Q15. The ‘fix’ of a plane table from three known points is good if:
📚 Detailed Explanation: Quality of Fix in Three-Point Resection
In the three-point problem, three visible plotted control points are used to fix the unknown instrument station. However, not all configurations of three known points provide an equally reliable fix. The quality of the fix depends heavily on the relative positions of the three known points and the instrument station.
When the three known points form an angular arrangement as seen from the instrument station, the middle point (the one between the other two in angular terms) closest to the instrument gives the most acute intersection angles. Acute, well-separated angular rays from a nearby reference produce a stable, precise fix. Conversely, when the instrument station lies on or near the circumscribed circle (great circle) of the great triangle, the fix becomes indeterminate — this is the “danger circle.” A nearby middle station helps ensure the instrument station is well inside the great triangle and away from the danger circle.
Geometric Reasoning
The precision of an intersection-based fix is greatest when rays cross at angles close to 90°. When all three known points are at similar large distances, the angular spread from the instrument is narrow and the rays are nearly parallel — a poor geometric configuration. Having the middle known point close to the instrument station means the angular difference between sightings to it and to the outer two points is large, producing well-angled ray intersections and a strong fix.
Key Concepts for Students
- Middle station nearest = strongest fix: This is the standard textbook rule. The geometric intuition is that a nearby middle reference point creates well-separated angular rays, maximising intersection strength.
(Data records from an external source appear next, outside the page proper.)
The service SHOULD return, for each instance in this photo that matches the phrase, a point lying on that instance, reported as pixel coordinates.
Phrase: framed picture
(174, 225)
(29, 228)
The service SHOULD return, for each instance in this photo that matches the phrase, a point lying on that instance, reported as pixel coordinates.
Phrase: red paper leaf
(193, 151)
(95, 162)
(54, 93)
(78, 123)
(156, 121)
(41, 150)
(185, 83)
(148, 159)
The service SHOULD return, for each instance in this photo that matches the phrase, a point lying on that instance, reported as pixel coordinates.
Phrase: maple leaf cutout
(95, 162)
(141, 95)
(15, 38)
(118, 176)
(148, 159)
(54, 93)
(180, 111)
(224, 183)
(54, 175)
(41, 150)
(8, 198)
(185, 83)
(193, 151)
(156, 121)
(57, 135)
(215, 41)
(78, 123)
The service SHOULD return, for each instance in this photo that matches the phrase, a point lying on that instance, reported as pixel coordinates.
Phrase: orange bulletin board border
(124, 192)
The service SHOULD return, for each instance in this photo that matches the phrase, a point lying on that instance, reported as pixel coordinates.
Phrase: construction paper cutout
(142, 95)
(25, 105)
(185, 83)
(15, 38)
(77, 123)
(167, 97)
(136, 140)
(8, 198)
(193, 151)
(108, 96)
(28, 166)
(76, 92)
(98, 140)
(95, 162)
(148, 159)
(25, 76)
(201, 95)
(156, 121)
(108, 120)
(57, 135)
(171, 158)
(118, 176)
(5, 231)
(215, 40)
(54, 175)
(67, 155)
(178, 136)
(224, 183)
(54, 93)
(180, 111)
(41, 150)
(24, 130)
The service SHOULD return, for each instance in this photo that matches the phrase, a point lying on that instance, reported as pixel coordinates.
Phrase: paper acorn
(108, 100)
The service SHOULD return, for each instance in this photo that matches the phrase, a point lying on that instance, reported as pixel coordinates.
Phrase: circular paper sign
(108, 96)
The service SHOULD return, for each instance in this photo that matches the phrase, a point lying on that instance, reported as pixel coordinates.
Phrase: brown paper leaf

- Avoid the danger circle in field practice: Before setting up at a new station, mentally check whether the instrument station might lie on or near the circumscribed circle of the three control points. If it does, choose a fourth control point or move the instrument slightly off the circle.
- Contrast with the two-point problem: The two-point problem does not have an equivalent danger circle issue because the solution geometry is different. The danger circle applies specifically to the three-point resection (Lehmann / Bessel methods).